The photo below was taken as the bud began to open, 9:15 p.m., last night.
Here it is almost fully open 45 minutes later.
I was too tired to stay up for the ultimate opening. The photo below was taken at 8:30 in the morning. The show is over.
At 5 the evening after (I just took the photo below left), the drooping flower still has beauty, in a way, but no fragrance. The first bloom on this plant bloomed two days ago... and I missed it. I usually do. The flower gradually gets more droopy, then turns black, as the ric rac cactus bloom on the right did. The ric rac also blooms one night with a flower almost identical to the cereus... and even harder to find because it hangs from the ceiling. I did not see this ric rac bloom until it looked like it looks now... black. Very frustrating. However, last year I did see blooms and they did not look like the ric rac blooms in the books or on the web, which are red and white. They looked like the cereus, all white. So I suspect my ric rac is a type of orchid cactus masquerading as a ric rac. Who knows. It starts making lots of buds but they almost always turn black before getting any size. I don't know why. The Night-blooming Cereus does not have that problem.
The middle photo above shows the cereus amid the other jungle cacti. The spent bloom is bottom right of that photo. Below is a shot of the ceiling showing the ric rac cactus. The spent, blackened flower is lower left. The leaves in that photo that are not ladder-like are cereus leaves. It is walking across the ceiling now, too, no doubt preparing to flower where I have to break my neck to see it. You can see why Johnny calls this my jungle room.

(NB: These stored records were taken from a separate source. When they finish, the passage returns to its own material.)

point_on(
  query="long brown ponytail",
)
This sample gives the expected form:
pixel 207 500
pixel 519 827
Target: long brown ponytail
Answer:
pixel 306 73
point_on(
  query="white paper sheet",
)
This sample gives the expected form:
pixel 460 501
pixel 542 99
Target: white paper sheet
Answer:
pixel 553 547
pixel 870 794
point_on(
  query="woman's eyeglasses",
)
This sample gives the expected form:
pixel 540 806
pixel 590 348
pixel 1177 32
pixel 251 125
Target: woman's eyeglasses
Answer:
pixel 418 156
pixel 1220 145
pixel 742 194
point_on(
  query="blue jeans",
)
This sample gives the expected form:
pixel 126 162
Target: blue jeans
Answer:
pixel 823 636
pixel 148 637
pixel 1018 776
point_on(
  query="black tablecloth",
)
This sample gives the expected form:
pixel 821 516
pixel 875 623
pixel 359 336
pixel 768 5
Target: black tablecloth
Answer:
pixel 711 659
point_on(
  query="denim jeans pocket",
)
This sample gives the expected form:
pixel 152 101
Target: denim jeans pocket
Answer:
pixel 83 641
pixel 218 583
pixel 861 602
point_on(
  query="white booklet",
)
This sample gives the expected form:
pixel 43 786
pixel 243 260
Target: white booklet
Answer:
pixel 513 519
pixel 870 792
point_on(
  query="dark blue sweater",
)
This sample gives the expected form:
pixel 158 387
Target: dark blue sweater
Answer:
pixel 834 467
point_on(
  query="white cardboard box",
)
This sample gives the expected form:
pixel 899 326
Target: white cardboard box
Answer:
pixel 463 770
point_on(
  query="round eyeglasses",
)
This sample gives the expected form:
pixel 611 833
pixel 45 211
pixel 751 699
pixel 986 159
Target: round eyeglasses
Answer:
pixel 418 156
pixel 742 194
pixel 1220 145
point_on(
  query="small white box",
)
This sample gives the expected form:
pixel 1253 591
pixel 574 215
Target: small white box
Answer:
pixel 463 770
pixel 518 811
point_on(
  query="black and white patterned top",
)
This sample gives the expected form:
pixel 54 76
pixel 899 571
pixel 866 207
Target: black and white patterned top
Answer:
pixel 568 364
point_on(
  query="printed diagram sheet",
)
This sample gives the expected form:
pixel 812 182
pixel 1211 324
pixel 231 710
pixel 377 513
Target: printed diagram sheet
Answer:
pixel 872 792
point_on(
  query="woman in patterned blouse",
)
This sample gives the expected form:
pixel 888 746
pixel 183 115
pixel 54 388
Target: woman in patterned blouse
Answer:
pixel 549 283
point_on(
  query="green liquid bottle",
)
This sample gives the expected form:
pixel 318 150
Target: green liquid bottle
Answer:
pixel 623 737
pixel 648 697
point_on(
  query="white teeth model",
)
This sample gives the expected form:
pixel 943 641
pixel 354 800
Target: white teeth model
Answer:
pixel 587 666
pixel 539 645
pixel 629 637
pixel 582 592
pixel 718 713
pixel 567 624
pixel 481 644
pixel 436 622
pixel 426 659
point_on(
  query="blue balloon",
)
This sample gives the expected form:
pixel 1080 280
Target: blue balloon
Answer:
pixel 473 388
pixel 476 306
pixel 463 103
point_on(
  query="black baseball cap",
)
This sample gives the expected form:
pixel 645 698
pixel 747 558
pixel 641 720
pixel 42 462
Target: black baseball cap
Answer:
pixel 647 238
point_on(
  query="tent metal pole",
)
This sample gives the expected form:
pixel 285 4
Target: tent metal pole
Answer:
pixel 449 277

In July of 2009, the cereus outdid itself with at least 7 blooms. I don't remember how many I saw open. Probably not many. The photo left from 9 p.m., July 15, 2009, shows five spent blooms and at least one about to open (very bottom of the plant). Photo right shows one open at 6:45 the next morning.
It's a spectacular flower, huge and wonderfully fragrant. Maybe if I threw my sleeping bag in the jungle room, I'd be able to watch the whole show. Presuming I had remembered to check each evening to see when a bud was beginning to open.